Anyway, I ran to The Abbey and made it on time, it was Renee Louise first. She was probably on her second song, and she had a full band this time, her vulcan-punk hair under this aviator hat, only for a moment. The intangible reasons I liked this artist to begin with came back. It's like you're enjoying the memory of the first performance, as well as the one before you, and now I have the CD to take home.

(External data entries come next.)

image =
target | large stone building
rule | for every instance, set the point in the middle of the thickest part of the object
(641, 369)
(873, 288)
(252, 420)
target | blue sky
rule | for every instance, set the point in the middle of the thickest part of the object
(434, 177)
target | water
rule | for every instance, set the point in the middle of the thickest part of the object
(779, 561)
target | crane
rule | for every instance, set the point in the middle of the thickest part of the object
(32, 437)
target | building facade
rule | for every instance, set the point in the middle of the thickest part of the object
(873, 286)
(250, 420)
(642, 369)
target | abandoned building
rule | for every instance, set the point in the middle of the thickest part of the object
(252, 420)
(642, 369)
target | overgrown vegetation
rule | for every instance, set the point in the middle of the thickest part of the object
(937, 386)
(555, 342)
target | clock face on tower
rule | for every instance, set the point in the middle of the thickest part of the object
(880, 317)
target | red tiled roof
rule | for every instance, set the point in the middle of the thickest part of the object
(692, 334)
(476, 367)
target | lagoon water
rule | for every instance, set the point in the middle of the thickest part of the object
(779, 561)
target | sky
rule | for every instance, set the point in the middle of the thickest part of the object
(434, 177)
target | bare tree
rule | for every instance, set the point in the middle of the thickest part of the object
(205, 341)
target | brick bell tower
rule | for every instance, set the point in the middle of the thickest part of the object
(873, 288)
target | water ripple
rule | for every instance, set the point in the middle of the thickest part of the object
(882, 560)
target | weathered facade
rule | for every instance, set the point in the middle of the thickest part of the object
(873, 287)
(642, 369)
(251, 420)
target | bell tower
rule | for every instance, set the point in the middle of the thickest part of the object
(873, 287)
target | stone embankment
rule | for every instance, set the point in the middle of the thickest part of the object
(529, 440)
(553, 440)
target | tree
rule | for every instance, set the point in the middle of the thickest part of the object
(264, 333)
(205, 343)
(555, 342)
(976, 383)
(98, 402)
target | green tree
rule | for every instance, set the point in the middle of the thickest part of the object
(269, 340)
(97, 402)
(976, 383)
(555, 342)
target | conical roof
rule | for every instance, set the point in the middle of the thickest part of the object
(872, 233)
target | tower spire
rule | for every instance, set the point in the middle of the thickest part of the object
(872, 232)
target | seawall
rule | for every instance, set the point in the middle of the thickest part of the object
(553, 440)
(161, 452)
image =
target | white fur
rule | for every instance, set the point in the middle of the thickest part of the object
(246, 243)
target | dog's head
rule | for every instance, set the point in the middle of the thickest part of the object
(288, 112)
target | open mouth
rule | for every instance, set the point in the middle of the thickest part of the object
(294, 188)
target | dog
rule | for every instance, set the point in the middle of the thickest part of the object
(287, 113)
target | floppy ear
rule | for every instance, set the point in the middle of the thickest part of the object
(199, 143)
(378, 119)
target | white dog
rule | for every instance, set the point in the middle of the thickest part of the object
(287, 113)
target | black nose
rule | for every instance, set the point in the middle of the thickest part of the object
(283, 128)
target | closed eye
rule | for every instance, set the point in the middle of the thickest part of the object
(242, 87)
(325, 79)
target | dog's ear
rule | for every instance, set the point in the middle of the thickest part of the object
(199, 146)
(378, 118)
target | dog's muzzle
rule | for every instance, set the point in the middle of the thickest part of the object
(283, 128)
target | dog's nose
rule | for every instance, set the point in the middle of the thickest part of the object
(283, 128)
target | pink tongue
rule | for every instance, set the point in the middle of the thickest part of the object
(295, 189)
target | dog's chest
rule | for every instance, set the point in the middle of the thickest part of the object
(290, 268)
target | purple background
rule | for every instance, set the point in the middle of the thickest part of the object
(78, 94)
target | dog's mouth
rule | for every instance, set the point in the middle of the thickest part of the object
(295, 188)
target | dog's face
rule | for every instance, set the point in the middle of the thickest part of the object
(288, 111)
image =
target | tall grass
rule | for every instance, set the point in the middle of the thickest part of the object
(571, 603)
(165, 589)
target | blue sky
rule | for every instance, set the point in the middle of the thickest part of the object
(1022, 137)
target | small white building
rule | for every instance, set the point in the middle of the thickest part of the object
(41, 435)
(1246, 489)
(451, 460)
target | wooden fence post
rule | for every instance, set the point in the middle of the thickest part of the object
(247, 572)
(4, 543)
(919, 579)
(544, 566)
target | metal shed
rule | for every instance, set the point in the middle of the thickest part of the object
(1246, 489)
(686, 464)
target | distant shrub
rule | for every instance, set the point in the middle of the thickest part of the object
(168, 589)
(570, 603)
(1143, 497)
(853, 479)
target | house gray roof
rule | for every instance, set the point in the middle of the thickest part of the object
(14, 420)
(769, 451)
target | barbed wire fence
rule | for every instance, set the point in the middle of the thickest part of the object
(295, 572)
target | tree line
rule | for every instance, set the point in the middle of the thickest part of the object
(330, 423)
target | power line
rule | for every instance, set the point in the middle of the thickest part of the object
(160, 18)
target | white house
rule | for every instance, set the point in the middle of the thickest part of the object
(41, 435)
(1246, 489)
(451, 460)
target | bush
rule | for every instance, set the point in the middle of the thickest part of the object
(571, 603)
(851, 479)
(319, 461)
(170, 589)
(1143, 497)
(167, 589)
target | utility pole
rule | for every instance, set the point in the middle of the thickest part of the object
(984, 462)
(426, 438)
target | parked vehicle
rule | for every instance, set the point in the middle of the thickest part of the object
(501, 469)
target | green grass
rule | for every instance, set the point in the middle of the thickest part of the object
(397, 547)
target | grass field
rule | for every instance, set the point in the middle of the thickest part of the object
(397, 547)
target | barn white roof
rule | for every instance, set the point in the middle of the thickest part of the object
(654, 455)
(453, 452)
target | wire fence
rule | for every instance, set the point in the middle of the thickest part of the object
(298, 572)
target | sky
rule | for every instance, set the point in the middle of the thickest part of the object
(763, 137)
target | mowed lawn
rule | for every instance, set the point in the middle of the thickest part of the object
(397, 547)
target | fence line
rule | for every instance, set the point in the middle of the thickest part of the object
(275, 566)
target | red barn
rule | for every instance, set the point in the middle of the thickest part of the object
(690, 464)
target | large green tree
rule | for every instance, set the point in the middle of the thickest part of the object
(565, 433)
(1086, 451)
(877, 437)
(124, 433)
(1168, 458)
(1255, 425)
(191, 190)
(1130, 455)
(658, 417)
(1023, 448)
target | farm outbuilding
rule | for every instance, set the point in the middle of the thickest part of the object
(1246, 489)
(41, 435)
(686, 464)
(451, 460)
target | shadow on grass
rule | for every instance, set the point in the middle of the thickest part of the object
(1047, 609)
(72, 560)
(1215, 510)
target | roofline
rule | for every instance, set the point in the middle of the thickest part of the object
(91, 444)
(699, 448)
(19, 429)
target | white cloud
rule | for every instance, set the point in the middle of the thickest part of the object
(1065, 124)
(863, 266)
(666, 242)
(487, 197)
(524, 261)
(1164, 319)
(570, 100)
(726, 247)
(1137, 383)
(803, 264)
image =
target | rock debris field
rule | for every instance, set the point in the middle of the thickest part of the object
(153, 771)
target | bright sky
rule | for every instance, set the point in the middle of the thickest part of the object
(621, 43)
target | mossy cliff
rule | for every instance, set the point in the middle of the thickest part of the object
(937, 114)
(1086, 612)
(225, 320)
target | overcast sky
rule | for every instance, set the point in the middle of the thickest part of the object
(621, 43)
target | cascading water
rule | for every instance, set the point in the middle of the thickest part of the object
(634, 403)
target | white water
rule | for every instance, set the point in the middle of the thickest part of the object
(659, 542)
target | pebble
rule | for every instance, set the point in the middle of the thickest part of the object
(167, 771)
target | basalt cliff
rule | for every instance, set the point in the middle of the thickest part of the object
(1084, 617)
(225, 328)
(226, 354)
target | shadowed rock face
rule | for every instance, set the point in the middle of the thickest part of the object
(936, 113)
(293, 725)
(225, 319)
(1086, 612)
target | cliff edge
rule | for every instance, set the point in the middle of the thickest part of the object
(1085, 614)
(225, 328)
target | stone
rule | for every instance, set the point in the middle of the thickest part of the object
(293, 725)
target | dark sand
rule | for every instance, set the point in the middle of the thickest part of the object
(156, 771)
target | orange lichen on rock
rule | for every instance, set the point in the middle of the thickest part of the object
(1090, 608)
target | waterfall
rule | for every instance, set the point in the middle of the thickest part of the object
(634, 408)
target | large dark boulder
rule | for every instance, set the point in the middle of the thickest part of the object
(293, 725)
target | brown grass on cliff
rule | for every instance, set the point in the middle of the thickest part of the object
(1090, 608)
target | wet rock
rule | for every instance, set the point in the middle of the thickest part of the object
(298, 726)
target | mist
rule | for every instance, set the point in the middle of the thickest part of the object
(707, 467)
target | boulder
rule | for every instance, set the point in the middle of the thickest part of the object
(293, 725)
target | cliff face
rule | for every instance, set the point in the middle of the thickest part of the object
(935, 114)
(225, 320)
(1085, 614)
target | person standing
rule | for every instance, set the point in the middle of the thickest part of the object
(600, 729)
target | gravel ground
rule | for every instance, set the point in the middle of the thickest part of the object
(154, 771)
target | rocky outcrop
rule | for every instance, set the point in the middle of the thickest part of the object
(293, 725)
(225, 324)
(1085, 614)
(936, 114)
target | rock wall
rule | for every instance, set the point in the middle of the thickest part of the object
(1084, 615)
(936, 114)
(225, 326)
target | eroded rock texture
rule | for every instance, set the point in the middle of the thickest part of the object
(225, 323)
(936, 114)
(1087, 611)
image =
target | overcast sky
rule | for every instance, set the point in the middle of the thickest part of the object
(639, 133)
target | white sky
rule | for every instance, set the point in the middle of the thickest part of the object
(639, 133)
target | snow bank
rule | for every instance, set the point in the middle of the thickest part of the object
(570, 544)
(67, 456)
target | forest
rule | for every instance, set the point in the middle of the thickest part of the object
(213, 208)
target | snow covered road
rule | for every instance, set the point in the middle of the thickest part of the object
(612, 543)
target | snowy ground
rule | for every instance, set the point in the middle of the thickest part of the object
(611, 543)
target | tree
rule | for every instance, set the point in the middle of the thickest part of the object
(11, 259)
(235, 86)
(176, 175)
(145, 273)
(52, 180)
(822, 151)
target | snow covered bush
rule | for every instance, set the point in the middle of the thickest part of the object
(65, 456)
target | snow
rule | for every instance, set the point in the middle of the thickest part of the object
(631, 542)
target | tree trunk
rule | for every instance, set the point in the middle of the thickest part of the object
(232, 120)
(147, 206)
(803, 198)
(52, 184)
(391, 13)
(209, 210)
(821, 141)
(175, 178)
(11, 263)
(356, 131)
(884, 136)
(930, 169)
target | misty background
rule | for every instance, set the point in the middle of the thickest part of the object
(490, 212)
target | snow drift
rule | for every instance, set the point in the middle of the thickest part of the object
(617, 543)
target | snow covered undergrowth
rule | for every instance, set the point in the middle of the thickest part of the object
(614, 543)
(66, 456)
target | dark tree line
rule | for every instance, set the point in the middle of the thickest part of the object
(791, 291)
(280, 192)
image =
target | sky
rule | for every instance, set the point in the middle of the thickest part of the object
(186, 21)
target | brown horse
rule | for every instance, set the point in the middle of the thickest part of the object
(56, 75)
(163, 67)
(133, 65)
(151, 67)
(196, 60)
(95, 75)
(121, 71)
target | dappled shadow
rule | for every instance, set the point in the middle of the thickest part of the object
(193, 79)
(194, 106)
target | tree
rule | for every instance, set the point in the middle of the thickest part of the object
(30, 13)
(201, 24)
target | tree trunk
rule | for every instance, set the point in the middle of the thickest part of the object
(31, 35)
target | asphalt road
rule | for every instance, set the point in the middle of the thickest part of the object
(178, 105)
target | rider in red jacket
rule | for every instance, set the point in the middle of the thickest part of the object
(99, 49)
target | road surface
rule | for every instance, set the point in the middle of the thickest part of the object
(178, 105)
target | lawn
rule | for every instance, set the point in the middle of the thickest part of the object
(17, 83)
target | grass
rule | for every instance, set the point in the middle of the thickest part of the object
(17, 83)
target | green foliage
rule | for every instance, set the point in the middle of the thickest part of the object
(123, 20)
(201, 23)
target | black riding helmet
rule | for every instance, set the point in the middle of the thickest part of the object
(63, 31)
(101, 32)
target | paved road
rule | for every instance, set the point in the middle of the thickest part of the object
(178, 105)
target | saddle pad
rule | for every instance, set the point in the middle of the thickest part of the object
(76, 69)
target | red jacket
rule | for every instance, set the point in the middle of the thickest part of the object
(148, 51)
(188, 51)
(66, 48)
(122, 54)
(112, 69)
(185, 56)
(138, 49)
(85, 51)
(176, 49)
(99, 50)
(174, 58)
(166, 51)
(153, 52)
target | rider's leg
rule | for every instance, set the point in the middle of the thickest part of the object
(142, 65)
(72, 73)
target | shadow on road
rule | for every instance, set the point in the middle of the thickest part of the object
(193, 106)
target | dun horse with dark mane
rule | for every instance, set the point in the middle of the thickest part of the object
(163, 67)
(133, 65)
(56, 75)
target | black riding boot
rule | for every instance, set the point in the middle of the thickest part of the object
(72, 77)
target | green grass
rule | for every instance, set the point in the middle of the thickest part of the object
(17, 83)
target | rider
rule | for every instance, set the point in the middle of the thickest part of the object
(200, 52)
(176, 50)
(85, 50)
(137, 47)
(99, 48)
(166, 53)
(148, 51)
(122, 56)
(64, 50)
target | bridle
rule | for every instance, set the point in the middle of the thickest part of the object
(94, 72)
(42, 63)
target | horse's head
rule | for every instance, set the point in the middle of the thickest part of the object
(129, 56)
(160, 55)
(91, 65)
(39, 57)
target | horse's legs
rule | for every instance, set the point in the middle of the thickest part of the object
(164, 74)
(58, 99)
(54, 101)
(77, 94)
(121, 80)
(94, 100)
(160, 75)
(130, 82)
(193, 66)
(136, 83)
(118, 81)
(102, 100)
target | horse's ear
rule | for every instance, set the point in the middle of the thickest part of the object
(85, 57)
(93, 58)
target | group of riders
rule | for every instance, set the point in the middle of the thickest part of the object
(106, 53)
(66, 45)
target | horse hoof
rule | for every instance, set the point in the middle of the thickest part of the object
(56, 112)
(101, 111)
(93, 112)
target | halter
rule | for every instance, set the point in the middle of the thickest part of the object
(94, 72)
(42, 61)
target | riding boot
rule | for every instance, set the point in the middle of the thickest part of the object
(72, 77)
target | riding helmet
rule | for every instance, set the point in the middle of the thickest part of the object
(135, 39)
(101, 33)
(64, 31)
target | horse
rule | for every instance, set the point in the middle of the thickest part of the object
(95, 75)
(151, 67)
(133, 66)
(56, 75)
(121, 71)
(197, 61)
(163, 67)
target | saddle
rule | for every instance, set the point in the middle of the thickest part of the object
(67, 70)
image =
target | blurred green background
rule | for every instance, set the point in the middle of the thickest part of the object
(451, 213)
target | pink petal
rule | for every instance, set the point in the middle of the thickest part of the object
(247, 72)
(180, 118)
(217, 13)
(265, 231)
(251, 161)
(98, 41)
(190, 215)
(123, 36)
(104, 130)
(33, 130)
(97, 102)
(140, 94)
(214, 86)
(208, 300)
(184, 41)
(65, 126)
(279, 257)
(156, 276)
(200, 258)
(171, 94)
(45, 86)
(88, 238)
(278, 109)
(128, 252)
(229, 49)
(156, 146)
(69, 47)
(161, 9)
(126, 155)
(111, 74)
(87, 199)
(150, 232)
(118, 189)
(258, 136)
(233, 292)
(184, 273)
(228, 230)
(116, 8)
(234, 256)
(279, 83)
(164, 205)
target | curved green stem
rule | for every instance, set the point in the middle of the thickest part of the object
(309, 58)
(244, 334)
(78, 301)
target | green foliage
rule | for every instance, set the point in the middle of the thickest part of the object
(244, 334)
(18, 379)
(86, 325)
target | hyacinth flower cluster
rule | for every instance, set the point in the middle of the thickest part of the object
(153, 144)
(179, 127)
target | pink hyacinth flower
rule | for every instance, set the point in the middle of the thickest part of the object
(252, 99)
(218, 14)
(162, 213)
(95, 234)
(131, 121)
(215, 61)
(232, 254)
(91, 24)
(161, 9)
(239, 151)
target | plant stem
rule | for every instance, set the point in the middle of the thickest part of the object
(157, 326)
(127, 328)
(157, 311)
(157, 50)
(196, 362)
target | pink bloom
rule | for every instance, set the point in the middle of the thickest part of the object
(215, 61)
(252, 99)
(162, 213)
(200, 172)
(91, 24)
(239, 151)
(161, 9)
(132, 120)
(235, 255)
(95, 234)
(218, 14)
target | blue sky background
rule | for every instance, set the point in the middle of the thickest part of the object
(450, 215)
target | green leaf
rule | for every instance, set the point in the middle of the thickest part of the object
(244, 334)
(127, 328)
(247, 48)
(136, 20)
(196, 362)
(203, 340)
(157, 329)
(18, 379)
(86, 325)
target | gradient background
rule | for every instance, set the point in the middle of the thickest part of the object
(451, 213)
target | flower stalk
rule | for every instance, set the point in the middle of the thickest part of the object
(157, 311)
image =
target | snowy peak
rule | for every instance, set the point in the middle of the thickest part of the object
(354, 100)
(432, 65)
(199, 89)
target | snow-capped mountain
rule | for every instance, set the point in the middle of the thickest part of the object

Wednesday, September 2, 2009

The Ettes at Sub T's





I go see The Ettes 28 August, a Friday. I was really anticipating it. White Mystery played before them. It was something to go on time to. I still missed the opening act Tiger Spirit. They got them out of the way far too early. Their CD was just two dollars so I took my chances. White Mystery I've known about for a while but this was my first time seeing them. I liked them, enough to wish their CD wasn't sold out. The Ettes I've only known about since June I think. They have been to Chicago at least 3 times before. Where the fuck have I been? I liked this band so much I wished I was there those previous 3. The brief research I did made me want to go see them. The individual members all come from the east coast, but they all met in L.A. Indeed the band formed there around 2004, and now I think they moved again, to Tennessee where it's a far cheaper cost of living. They have traveled and called many places home, I imagine. The lead singer Coco, .......I love that name, she looks latina to me. Anyway, that Friday she was all in black and mod. This was one of those performances when it is a struggle between wanting to dance and wanting to take pictures and video. And perhaps that betrays the mood of the crowd. A lot of people danced. The crowd was way into them. It really is something when they are beautiful and fem and still have this naturally dominant authority come out of the music, like a muscle car that they fixed themselves. And they are all drivers. Their second CD will come out on 29th September. I love the EP and the previous full length, I'm glad they will be back with Juliet Lewis on Friday 2 Oct. This time I'll get the shirt.